Es un conflicto que se puede evitar. El requisito es la debacle iraní, que no se ve tan lejana. Ha perdido su fuerza en Siria y Líbano, se sigue endeudando con Rusia, y está amenazada por Pakistán (potencia nuclear) en caso de que se lance a una guerra con Arabia Saudita.

Europa es el territorio donde el riesgo es mayor, casi inevitable. Como se señaló al inicio del artículo, allí es donde el auge de la derecha y la extrema derecha van a poner sobre la mesa la terrible alternativa de la violencia como solución al problema con el Islam extremista, falazmente equiparado por estos grupos al problema de los refugiados.

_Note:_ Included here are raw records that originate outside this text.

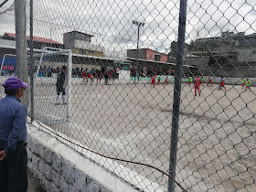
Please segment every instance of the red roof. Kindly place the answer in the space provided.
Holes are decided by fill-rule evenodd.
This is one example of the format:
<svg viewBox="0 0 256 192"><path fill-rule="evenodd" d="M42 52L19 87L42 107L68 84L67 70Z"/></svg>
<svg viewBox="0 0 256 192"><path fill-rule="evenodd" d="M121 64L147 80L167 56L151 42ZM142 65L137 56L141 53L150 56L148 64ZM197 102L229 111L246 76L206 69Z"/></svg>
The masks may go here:
<svg viewBox="0 0 256 192"><path fill-rule="evenodd" d="M6 36L9 36L13 38L16 38L16 34L14 33L5 33L5 35ZM29 40L30 39L30 37L27 36L27 40ZM33 41L34 42L41 42L41 43L49 43L49 44L61 44L61 43L59 43L55 40L52 40L50 38L43 38L43 37L33 37Z"/></svg>

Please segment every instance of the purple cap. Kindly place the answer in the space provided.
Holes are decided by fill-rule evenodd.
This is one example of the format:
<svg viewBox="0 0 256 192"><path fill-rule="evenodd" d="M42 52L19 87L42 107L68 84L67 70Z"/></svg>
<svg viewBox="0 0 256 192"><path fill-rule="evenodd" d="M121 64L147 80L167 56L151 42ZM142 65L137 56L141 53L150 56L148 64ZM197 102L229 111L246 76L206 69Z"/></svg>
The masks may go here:
<svg viewBox="0 0 256 192"><path fill-rule="evenodd" d="M22 82L18 78L12 77L8 78L3 84L5 90L7 91L15 91L18 90L19 88L28 88L28 85L25 82Z"/></svg>

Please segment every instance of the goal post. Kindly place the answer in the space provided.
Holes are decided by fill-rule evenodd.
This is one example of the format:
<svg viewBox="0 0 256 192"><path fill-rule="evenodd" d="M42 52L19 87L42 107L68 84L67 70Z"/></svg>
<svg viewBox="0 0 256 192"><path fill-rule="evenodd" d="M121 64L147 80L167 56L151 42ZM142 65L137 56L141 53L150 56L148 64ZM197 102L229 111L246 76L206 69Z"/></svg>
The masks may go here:
<svg viewBox="0 0 256 192"><path fill-rule="evenodd" d="M0 75L1 76L11 76L15 73L14 71L14 67L16 66L16 55L13 54L5 54L1 62L1 68L0 68ZM7 66L11 64L11 70L13 70L11 73L7 69ZM5 65L5 69L4 69L4 66ZM7 65L7 66L6 66Z"/></svg>
<svg viewBox="0 0 256 192"><path fill-rule="evenodd" d="M72 51L70 49L46 47L40 54L36 54L33 58L36 63L36 68L34 69L35 99L37 100L35 103L35 119L38 119L42 123L68 120L71 117ZM56 83L58 74L60 72L57 71L57 69L61 69L62 66L66 66L65 102L67 104L56 106ZM42 71L42 69L46 71ZM41 72L46 72L46 74L41 74ZM38 110L38 106L43 109ZM36 111L37 112L36 112Z"/></svg>

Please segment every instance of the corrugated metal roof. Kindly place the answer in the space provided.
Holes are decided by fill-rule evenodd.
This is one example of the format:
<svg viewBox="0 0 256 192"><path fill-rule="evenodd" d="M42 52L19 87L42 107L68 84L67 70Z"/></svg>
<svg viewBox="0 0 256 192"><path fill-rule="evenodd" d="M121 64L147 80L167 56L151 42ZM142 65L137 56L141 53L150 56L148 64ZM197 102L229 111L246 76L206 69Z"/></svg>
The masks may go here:
<svg viewBox="0 0 256 192"><path fill-rule="evenodd" d="M16 38L16 34L14 34L14 33L5 33L5 35L9 36L13 38ZM30 39L30 37L27 36L27 40L29 40L29 39ZM33 41L40 42L40 43L48 43L48 44L62 44L62 43L57 42L55 40L52 40L50 38L44 38L44 37L33 37Z"/></svg>

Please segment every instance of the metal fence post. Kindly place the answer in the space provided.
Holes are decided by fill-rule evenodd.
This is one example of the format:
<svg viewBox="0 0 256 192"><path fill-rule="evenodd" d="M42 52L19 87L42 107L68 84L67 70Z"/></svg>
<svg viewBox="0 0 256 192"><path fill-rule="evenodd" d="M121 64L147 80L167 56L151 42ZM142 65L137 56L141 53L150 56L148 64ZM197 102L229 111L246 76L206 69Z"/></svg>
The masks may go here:
<svg viewBox="0 0 256 192"><path fill-rule="evenodd" d="M33 0L30 0L30 112L31 123L34 120L34 59L33 59Z"/></svg>
<svg viewBox="0 0 256 192"><path fill-rule="evenodd" d="M178 140L178 120L179 120L179 108L180 108L182 66L184 61L186 18L187 18L187 0L180 0L177 53L176 53L176 71L175 71L171 151L170 151L170 162L169 162L169 175L174 179L176 177L176 150L177 150L177 140ZM175 182L169 179L168 192L174 192L174 191L175 191Z"/></svg>
<svg viewBox="0 0 256 192"><path fill-rule="evenodd" d="M26 0L16 0L15 2L16 52L16 73L22 81L27 82L28 75L26 39ZM29 104L28 91L25 91L22 101L24 105L27 109Z"/></svg>

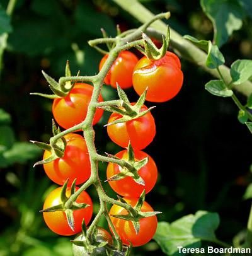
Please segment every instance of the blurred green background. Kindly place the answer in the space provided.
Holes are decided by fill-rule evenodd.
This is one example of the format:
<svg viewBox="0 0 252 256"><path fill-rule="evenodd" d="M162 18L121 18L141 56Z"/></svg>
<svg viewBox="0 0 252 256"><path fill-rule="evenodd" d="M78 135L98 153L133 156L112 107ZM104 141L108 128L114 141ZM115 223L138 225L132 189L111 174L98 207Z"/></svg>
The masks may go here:
<svg viewBox="0 0 252 256"><path fill-rule="evenodd" d="M199 1L140 2L154 13L171 11L168 23L181 35L212 40L212 25ZM8 1L1 0L0 4L1 14ZM71 255L71 239L47 229L39 212L47 194L56 186L42 166L32 168L42 152L28 141L49 141L52 102L29 93L49 93L41 70L57 79L64 75L67 59L73 73L96 74L102 56L87 40L100 37L101 27L113 36L117 24L126 30L140 23L106 0L19 0L11 20L0 78L0 255ZM227 66L237 59L251 58L251 20L244 17L241 29L222 47ZM231 242L245 228L250 207L245 200L250 195L244 194L252 180L251 137L237 120L238 110L231 100L204 90L210 76L183 59L181 62L185 81L181 92L152 110L157 134L145 151L156 161L159 177L146 200L163 212L159 221L173 221L200 209L217 212L221 219L218 236ZM135 101L133 90L127 93ZM102 93L105 100L116 98L110 86L105 86ZM103 127L108 117L104 115L95 126L97 148L116 153L120 148L110 141ZM106 165L101 164L103 180ZM114 195L107 184L105 187ZM95 190L88 192L96 213ZM100 224L106 227L104 219ZM162 253L151 241L134 249L132 255Z"/></svg>

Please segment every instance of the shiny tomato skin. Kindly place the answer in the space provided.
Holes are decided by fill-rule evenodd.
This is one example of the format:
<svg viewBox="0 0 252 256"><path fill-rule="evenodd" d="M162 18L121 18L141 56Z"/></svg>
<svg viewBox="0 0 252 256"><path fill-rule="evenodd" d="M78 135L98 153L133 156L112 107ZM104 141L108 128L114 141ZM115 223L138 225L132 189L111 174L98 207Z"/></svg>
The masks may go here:
<svg viewBox="0 0 252 256"><path fill-rule="evenodd" d="M124 197L124 200L132 206L135 206L137 202L137 198ZM153 211L152 207L147 202L144 202L141 211ZM140 219L139 232L137 235L131 221L125 221L111 215L127 214L127 211L123 207L113 204L110 209L110 219L114 224L115 228L122 239L124 245L129 245L130 241L133 247L139 247L145 245L155 235L158 226L158 219L156 216L146 217Z"/></svg>
<svg viewBox="0 0 252 256"><path fill-rule="evenodd" d="M60 192L62 187L52 190L45 199L43 209L47 209L52 206L60 204ZM79 188L76 187L76 190ZM67 187L66 195L70 195L70 188ZM89 195L86 191L83 191L77 197L77 203L85 203L89 206L76 210L74 212L74 231L72 231L67 224L66 213L63 211L55 211L50 212L43 212L43 217L47 226L54 233L62 236L71 236L81 231L81 223L83 218L87 225L93 214L93 202Z"/></svg>
<svg viewBox="0 0 252 256"><path fill-rule="evenodd" d="M149 192L155 185L158 178L158 169L153 159L143 151L134 151L135 161L140 161L147 157L148 162L139 171L139 175L144 180L145 185L136 183L131 177L127 177L119 180L108 182L112 189L119 195L123 197L139 197L143 190L146 194ZM127 160L128 159L127 150L123 150L115 154L119 158ZM109 179L113 175L120 173L121 167L115 163L109 163L106 168L106 178Z"/></svg>
<svg viewBox="0 0 252 256"><path fill-rule="evenodd" d="M93 90L93 86L90 84L78 83L74 84L66 97L54 100L52 114L60 126L68 129L85 119ZM98 102L103 101L101 95L100 95ZM93 125L100 120L103 113L103 109L97 108Z"/></svg>
<svg viewBox="0 0 252 256"><path fill-rule="evenodd" d="M140 112L147 109L147 107L143 105ZM108 124L121 117L121 115L112 113ZM110 139L121 147L127 148L130 141L134 149L140 150L146 148L155 137L155 120L151 112L148 112L130 121L108 125L107 132Z"/></svg>
<svg viewBox="0 0 252 256"><path fill-rule="evenodd" d="M71 184L76 178L76 184L84 182L90 177L91 167L88 148L83 137L70 133L64 136L67 141L64 156L43 165L47 176L54 182L63 185L69 179ZM43 159L50 156L45 151Z"/></svg>
<svg viewBox="0 0 252 256"><path fill-rule="evenodd" d="M83 233L81 233L77 235L74 240L83 241L84 239L84 236ZM113 239L111 235L106 230L101 227L97 228L97 235L95 239L100 243L107 241L108 245L113 245ZM74 252L74 255L76 256L84 256L88 255L88 252L84 247L77 246L74 243L72 244L72 250ZM105 247L100 247L94 248L91 256L104 256L106 255L106 248Z"/></svg>
<svg viewBox="0 0 252 256"><path fill-rule="evenodd" d="M101 69L104 63L108 59L105 55L101 60L99 70ZM129 50L121 52L105 77L104 83L117 88L117 82L122 89L127 89L132 86L132 74L138 58Z"/></svg>
<svg viewBox="0 0 252 256"><path fill-rule="evenodd" d="M146 100L164 102L180 91L183 80L178 57L171 52L158 61L139 60L133 73L133 86L139 95L148 88Z"/></svg>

Conforme vayan ganando terreno, estos extremistas tendrán más libertad y alicientes para imponer soluciones agresivas: primero, reducción de los derechos legales de los inmigrantes y de los musulmanes; luego, deportaciones masivas; finalmente y en el peor de los casos, exterminios.

Ya sucedió hace 100 años con los judíos, pese a que eran un enemigo ficticio.

¿Qué es lo que falta para que quede pavimentada la ruta hacia esta catástrofe? En términos simples, el triunfo de Marion LePen en Francia, mismo que se ve altamente probable gracias a la penosa ineptitud de Francois Hollande y al inesperado triunfo de Donald Trump en Estados Unidos.

Parece que está en manos de Sarkozy salvar o, por lo menos, posponer el cataclismo. Si logra ganar las próximas elecciones en Francia, Europa tendrá un último respiro, acaso la última oportunidad para no hundirse en la violencia. Si pierde ante LePen, será cuestión de tiempo para que el polvorín estalle.

Lamentablemente, los votantes andan últimamente muy extraños. Le dan su confianza a cada tipo, que no queremos saber lo que puede pasar.